Following the surrender of Japan to the Allies in August 1945, Vietminh guerrillas seized the capital city of Hanoi and forced the abdication of Emperor Bao Dai. On September 2 they declared Vietnam to be independent and announced the creation of the Democratic Republic of Vietnam, commonly called North Vietnam, with Ho Chi Minh as president. France officially recognized the new state, but the subsequent inability of the Vietminh and France to reach satisfactory political and economic agreements led to armed conflict beginning in December 1946. With French backing Bao Dai set up the state of Vietnam, commonly called South Vietnam, on July 1, 1949, and established a new capital at Saigon (now Ho Chi Minh City).
The following year, the United States officially recognized the Saigon government, and to assist it, US President Harry S. Truman dispatched a military assistance advisory group to train South Vietnam in the use of US weapons. In the meantime, the two main adversaries in Vietnam—France and the Vietminh—were steadily building up their forces. The decisive battle of the war developed in the spring of 1954 as the Vietminh attacked the French fortress of Điên Biên Phu (also known as Điên Biên) in northern Vietnam. On May 8, 1954, after a 55-day siege, the French surrendered.

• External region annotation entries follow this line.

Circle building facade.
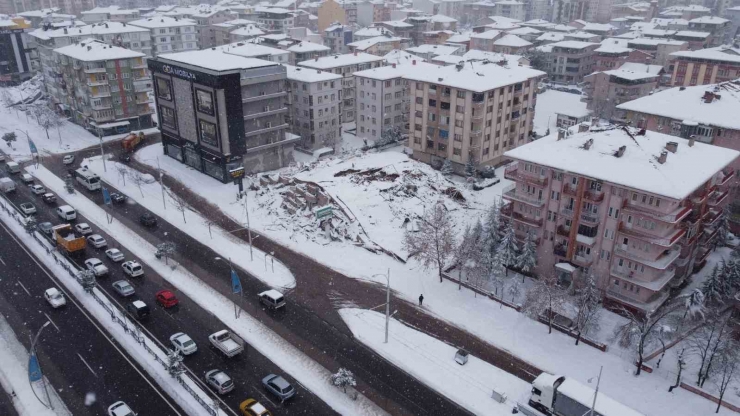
[148,49,299,182]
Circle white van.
[5,162,21,173]
[57,205,77,221]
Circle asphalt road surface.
[2,175,335,415]
[0,224,186,416]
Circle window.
[157,77,172,101]
[198,120,218,147]
[195,89,213,115]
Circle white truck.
[208,329,244,357]
[519,373,645,416]
[0,178,15,194]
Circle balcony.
[242,91,288,103]
[619,224,686,247]
[502,185,545,207]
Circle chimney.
[616,146,627,157]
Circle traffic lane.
[0,221,185,415]
[11,176,334,414]
[43,157,466,414]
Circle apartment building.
[671,46,740,87]
[298,52,385,123]
[45,39,153,135]
[355,60,438,140]
[148,48,300,183]
[581,63,663,120]
[129,16,198,56]
[548,40,601,84]
[286,65,342,150]
[503,125,740,313]
[406,62,546,172]
[618,80,740,170]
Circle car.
[239,399,272,416]
[206,369,234,394]
[87,234,108,248]
[126,300,151,320]
[29,185,46,195]
[170,332,198,355]
[139,212,157,227]
[121,260,144,277]
[41,192,57,204]
[262,374,295,402]
[85,257,108,276]
[110,192,126,204]
[105,248,123,263]
[108,401,136,416]
[36,222,54,235]
[20,202,36,215]
[154,289,180,308]
[113,280,136,297]
[75,222,92,235]
[44,287,67,309]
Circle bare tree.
[524,275,565,334]
[166,188,188,224]
[403,203,455,283]
[614,303,683,376]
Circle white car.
[87,234,108,248]
[105,248,123,263]
[170,332,198,355]
[30,185,46,195]
[85,257,108,276]
[75,222,92,235]
[108,402,136,416]
[20,202,36,215]
[121,260,144,277]
[44,287,67,309]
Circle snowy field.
[534,89,586,136]
[129,144,732,416]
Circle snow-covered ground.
[82,155,295,289]
[534,89,586,135]
[339,309,530,416]
[29,166,384,415]
[0,315,72,416]
[137,144,730,416]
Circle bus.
[75,168,100,191]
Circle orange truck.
[121,132,144,153]
[51,224,86,254]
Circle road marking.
[0,222,183,415]
[18,280,32,296]
[44,312,62,332]
[77,352,98,377]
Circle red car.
[156,290,180,308]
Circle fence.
[0,197,220,416]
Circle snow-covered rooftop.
[617,80,740,130]
[54,39,146,62]
[504,127,740,200]
[298,52,383,69]
[406,62,546,92]
[285,65,342,82]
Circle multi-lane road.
[0,168,335,415]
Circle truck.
[0,178,15,194]
[208,329,244,358]
[520,373,645,416]
[51,224,86,254]
[121,132,144,153]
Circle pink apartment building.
[503,125,740,312]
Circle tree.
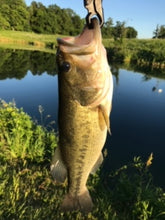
[113,21,125,43]
[0,0,30,31]
[153,25,165,39]
[0,12,10,30]
[125,27,137,38]
[102,18,113,38]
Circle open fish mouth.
[57,18,101,54]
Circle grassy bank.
[0,30,59,53]
[0,101,165,220]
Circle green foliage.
[0,101,56,162]
[153,25,165,39]
[125,27,137,38]
[0,101,165,220]
[0,49,56,79]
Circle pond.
[0,50,165,187]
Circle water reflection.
[0,50,165,186]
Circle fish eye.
[60,61,71,73]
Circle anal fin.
[99,105,111,135]
[50,147,67,183]
[91,153,103,174]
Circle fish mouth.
[57,18,101,54]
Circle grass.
[0,101,165,220]
[0,30,60,53]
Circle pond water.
[0,50,165,187]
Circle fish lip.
[57,17,101,47]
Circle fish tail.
[61,190,93,213]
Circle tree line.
[0,0,165,41]
[0,0,137,39]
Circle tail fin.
[61,190,93,213]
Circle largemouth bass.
[51,18,113,212]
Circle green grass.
[0,101,165,220]
[0,30,60,53]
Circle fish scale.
[51,18,113,213]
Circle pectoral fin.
[50,147,67,183]
[99,105,111,135]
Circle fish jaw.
[57,18,111,107]
[57,18,102,55]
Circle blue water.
[106,69,165,186]
[0,53,165,186]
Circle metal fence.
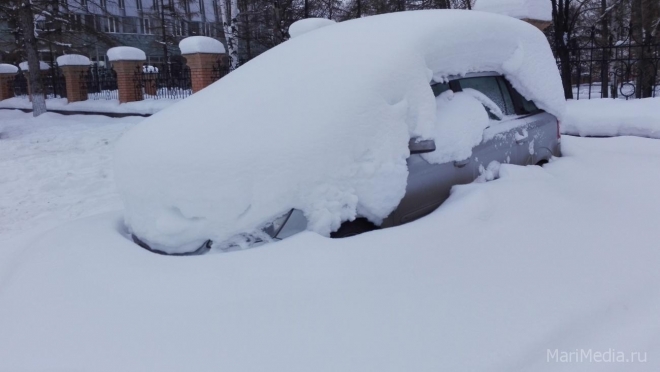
[557,25,660,99]
[9,70,28,97]
[41,63,66,99]
[80,64,119,100]
[133,64,192,99]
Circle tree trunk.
[18,1,46,116]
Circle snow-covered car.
[115,10,565,254]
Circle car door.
[509,85,559,165]
[381,83,474,227]
[459,73,529,178]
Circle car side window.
[460,76,516,115]
[511,87,540,114]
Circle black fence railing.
[557,26,660,99]
[133,64,192,99]
[41,63,66,99]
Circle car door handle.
[454,158,470,168]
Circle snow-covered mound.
[561,97,660,138]
[289,18,335,38]
[116,10,565,252]
[179,36,225,54]
[474,0,552,21]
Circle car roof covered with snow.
[115,10,565,253]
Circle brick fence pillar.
[57,54,90,103]
[179,36,225,93]
[108,47,147,103]
[0,63,18,101]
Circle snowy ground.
[0,110,143,237]
[0,97,181,115]
[0,112,660,372]
[561,98,660,138]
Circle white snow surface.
[179,36,226,54]
[0,97,181,115]
[0,120,660,372]
[289,18,336,38]
[473,0,552,21]
[57,54,91,66]
[116,10,565,252]
[0,110,143,238]
[18,61,50,71]
[561,98,660,138]
[107,46,147,61]
[0,63,18,74]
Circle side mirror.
[408,138,435,155]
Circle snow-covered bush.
[116,10,565,253]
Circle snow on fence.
[555,25,660,99]
[133,64,192,99]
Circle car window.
[511,87,539,114]
[460,76,516,115]
[431,83,450,97]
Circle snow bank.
[0,137,660,372]
[18,61,50,71]
[179,36,225,54]
[116,10,565,252]
[561,98,660,138]
[289,18,336,38]
[107,47,147,61]
[0,63,18,74]
[57,54,90,66]
[473,0,552,21]
[0,97,181,115]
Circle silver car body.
[265,72,561,239]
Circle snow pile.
[57,54,90,66]
[289,18,336,38]
[0,135,660,372]
[473,0,552,21]
[107,47,147,62]
[116,10,565,252]
[179,36,225,54]
[561,98,660,138]
[0,63,18,74]
[18,61,50,71]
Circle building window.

On the same day, both North and South Vietnamese delegates met with those of France, Great Britain, the Soviet Union, the United States, Communist China, and the two neighbouring states, Laos and Cambodia, in Geneva, to discuss the future of all of Indochina. Under accords drawn up at the conference, France and North Vietnam agreed to a truce. It was further agreed to partition the country temporarily along the 17th parallel, with the north going to the Communists and the south placed under the control of the Saigon government. The agreement stipulated that elections for reunification of the country would be held in 1956.
Neither the United States nor the Saigon government agreed to the Geneva accords, but the United States announced it would do nothing to undermine the agreement. Once the French had withdrawn from Vietnam, the United States moved to bolster the Saigon government militarily and, as asserted by some observers, engaged in covert activities against the Hanoi government. On October 24, 1954, President Dwight D. Eisenhower offered South Vietnam direct economic aid, and the following February, US military advisers were dispatched to train South Vietnamese forces. American support for the Saigon government continued even after Bao Dai was deposed, in a referendum on October 23, 1955, and South Vietnam was made a republic, with Ngo Dinh Diem as president. One of Diem's first acts was to announce that his government would refuse to hold reunification elections, on the grounds that the people of North Vietnam would not be free to express their will and because of the probability of falsified votes (although Diem and other South Vietnamese officials were also accused of fraudulent election practices).